OpenSearch is a distributed search and analytics engine that supports a variety of use cases, such as website search and security data analysis. Being distributed, it runs across multiple machines for scalability and high availability. It allows you to ingest, store, search, and analyze data of any type efficiently, making it ideal for use cases like logging, monitoring, and observability.

Key Features

Document

Document is a unit that stores data in JSON format. A document can be considered as a row in a table in a database.

For Example, a row in a student database might represent one student.

IDNameAgeCGPA
1John Doe243.57
{
"id": 1,
"name" : "John Doe",
"age" : 24,
"CGPA" : 3.57
}

Index

An index is a collection of documents. This is just like the table in a database. Like a table is a collection of rows, an index is a collection of related documents. Open Search allows you to enforce strict mappings to ensure data consistency and prevent unexpected field additions or type mismatches. When strict mapping is enabled, Open Search will reject any document that contains fields not defined in the mapping. It will also reject documents where the data type of field doesn't match the defined mapping.

{
"mappings": {
"dynamic": "strict",
"properties": {
"title": { "type": "text" },
"content": { "type": "text" },
"date": { "type": "date" }
}
}
}

Strict mapping prevents index pollution with unexpected fields, ensures data consistency across documents and helps maintain a clean and predictable index structure, but while strict mapping provides better control, it can be less flexible for evolving data structures. You may need to update your mapping if your data model changes.

Other alternatives in Open Search are :

  • dynamic: true (default): Automatically adds new fields to the mapping.
  • dynamic: false: Ignores new fields but doesn't reject the document.
  • dynamic: runtime: Accepts new fields as runtime fields without indexing them.

Shards

Open Search splits indexes into shards. Each shard stores a subset of all documents in an index. Key points about shards:

  1. Definition: A shard is a subset of an index's data. It's a self-contained Lucene index that holds a portion of the documents belonging to an Open Search index.

  2. Full Lucene Indexes: Each shard is actually a complete Lucene index in its own right, capable of indexing and searching documents independently.

  3. Data Distribution: When you create an index in Open Search, the data is automatically divided into shards. This allows the data to be distributed across multiple nodes in a cluster.

  4. Types of Shards:

  • Primary Shards: The main shards that hold the original set of data.
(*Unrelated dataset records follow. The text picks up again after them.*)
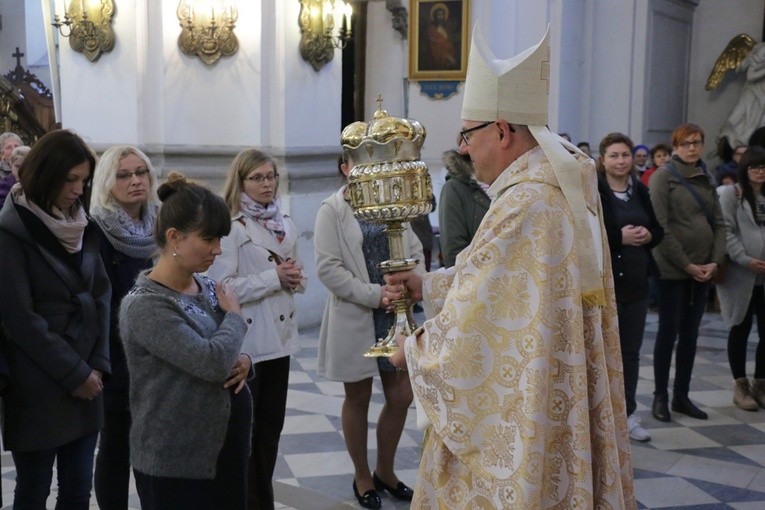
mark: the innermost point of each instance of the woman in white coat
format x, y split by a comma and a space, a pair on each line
347, 253
741, 293
260, 263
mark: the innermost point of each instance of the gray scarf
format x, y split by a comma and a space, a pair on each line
134, 239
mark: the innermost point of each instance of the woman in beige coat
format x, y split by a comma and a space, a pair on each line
347, 253
260, 264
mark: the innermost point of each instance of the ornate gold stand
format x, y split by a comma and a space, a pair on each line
404, 323
389, 185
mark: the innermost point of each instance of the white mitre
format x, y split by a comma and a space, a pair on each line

  • Replica Shards: Copies of primary shards for redundancy and improved read performance.

  1. Scalability: Shards enable horizontal scalability. You can add more nodes to a cluster and redistribute shards across them to handle larger data volumes.

  2. Parallelism: Queries can be executed in parallel across multiple shards, improving search performance.
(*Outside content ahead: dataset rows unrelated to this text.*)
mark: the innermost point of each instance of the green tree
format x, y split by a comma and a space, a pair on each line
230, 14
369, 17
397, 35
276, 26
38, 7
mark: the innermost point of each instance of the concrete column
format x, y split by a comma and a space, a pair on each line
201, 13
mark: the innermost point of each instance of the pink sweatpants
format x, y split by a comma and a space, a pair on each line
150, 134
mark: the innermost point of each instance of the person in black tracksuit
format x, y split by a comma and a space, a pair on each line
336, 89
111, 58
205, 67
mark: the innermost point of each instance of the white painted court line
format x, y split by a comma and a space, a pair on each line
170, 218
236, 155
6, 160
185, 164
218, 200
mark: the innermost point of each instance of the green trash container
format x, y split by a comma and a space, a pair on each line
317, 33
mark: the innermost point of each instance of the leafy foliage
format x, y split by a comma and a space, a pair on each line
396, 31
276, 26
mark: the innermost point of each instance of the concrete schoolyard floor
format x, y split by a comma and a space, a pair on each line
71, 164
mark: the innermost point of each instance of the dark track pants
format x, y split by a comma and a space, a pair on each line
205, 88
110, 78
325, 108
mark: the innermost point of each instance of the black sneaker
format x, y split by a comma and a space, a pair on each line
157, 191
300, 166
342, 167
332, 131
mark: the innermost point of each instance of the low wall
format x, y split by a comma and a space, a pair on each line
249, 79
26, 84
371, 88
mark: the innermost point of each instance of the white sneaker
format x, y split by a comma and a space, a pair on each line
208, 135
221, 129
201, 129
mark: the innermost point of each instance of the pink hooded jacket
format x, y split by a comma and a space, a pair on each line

How Shards Work with Documents

  1. Document Integrity: A document is always stored in its entirety within a single shard. It's never split across multiple shards.

  2. Shard Assignment: When a document is indexed, Open Search determines which shard it should be stored in, typically using a hash of the document's ID.

  3. Document Location: A document will exist in full in one primary shard, and potentially in one or more replica shards (if replicas are configured).

Note

The number of shards can impact performance and should be carefully planned based on your data volume and query patterns. While more shards can improve parallelism, too many shards can increase overhead and potentially degrade performance.

Types of Shards: Primary and Replica

Open Search uses two types of shards: primary shards and replica shards. Primary can only be set while creating index, and after that we cannot the primary shard value.

Primary Shards

  1. Definition: Primary shards are the original shards of an index. They are the main shards that hold the original set of data.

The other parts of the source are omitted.